LDL Cholesterol: A broken Yardstick to measure cardiac risk

Almost 75 percent patients hospitalized for cardiac arrest showed normal cholesterol levels, far away from the risk of cardiovascular trouble, a nationwide study reported.

The finding indicate towards the need to change the current threshold value of the cholesterol level, said study author Dr. Gregg C. Fonarow

“The LDL cholesterol level at which people have heart attacks shouldn’t be considered as normal,” Fonarow said. Yardstick

LDL cholesterol, in other words “bad” cholesterol, accumulates to form plaques that ultimately block arteries. Values evaluated by U.S. National Heart, Lung and Blood Institute are 130 milligrams per deciliter for healthy people and 70 milligram per deciliter for those who have high risk factors such as obesity, smoking and hypertension and diabetes.
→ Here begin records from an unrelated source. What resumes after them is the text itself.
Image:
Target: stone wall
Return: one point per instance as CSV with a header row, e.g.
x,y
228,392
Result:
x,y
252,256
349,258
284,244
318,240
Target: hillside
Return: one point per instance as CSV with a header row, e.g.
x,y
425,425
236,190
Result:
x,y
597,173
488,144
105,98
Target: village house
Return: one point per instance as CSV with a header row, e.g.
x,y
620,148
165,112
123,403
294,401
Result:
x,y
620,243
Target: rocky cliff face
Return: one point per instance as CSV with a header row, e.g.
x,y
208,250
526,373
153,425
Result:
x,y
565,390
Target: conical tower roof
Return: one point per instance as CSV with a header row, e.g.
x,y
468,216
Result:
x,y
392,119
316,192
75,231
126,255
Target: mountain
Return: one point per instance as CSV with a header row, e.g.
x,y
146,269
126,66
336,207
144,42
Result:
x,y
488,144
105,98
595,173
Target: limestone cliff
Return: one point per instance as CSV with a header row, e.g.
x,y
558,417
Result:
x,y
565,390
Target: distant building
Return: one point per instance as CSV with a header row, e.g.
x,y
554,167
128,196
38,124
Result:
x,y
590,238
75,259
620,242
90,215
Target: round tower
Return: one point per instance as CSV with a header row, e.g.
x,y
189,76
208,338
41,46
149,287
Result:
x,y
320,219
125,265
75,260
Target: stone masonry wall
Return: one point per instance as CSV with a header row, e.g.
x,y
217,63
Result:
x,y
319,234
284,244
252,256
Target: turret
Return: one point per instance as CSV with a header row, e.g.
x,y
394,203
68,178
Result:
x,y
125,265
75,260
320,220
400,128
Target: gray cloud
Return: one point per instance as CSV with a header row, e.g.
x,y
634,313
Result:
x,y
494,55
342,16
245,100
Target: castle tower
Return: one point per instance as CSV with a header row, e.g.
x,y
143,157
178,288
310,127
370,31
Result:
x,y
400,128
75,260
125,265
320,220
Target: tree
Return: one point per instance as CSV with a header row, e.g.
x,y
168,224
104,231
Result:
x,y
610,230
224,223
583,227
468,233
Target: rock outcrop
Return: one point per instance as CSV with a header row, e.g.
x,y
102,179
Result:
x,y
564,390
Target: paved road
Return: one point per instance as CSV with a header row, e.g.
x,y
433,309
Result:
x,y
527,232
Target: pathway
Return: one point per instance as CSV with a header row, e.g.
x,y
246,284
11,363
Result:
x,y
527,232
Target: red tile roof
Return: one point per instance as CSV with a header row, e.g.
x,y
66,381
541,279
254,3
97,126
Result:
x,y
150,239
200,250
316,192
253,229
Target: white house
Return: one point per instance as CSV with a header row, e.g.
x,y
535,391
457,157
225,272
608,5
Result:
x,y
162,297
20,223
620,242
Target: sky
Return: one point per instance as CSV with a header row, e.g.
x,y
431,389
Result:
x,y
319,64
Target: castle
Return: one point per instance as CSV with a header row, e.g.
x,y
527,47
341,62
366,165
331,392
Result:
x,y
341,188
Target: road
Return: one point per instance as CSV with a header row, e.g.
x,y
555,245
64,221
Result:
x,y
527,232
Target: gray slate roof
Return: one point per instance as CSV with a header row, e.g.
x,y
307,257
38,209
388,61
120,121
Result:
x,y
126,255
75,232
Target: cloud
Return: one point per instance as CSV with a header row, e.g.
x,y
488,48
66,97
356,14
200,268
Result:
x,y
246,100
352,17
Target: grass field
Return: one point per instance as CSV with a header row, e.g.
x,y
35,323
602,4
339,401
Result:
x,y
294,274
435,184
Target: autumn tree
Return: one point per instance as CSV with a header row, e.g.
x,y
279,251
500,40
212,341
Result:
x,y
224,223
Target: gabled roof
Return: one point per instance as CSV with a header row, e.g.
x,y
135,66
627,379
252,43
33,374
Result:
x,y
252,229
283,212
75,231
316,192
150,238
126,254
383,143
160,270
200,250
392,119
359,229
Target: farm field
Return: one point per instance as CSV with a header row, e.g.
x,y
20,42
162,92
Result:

But the collected data of 137,000 cardiac arrest patients, from 2000 to 2006, showed that, about three-quarter had bad cholesterol level below 130 at the time of hospitalization, while 17.6 percent had LDL levels below 70.

“With LDL levels from 100 to 130, people may feel risk free,” Fonarow said. “In this study, there was nothing normal about having an LDL reading of 100.”

Cholesterol is only one aspect in heart attack, Fonarow said. Risk increase with age, especially for males and who have had a family history.

“The positive thing is that, 80 percent of the risk factors are controllable,” Fonarow said. “We can’t change our family history, age or sex, but what we can do is to keep our blood pressure low, exercise and change our lifestyle in that way which has minimum risks.”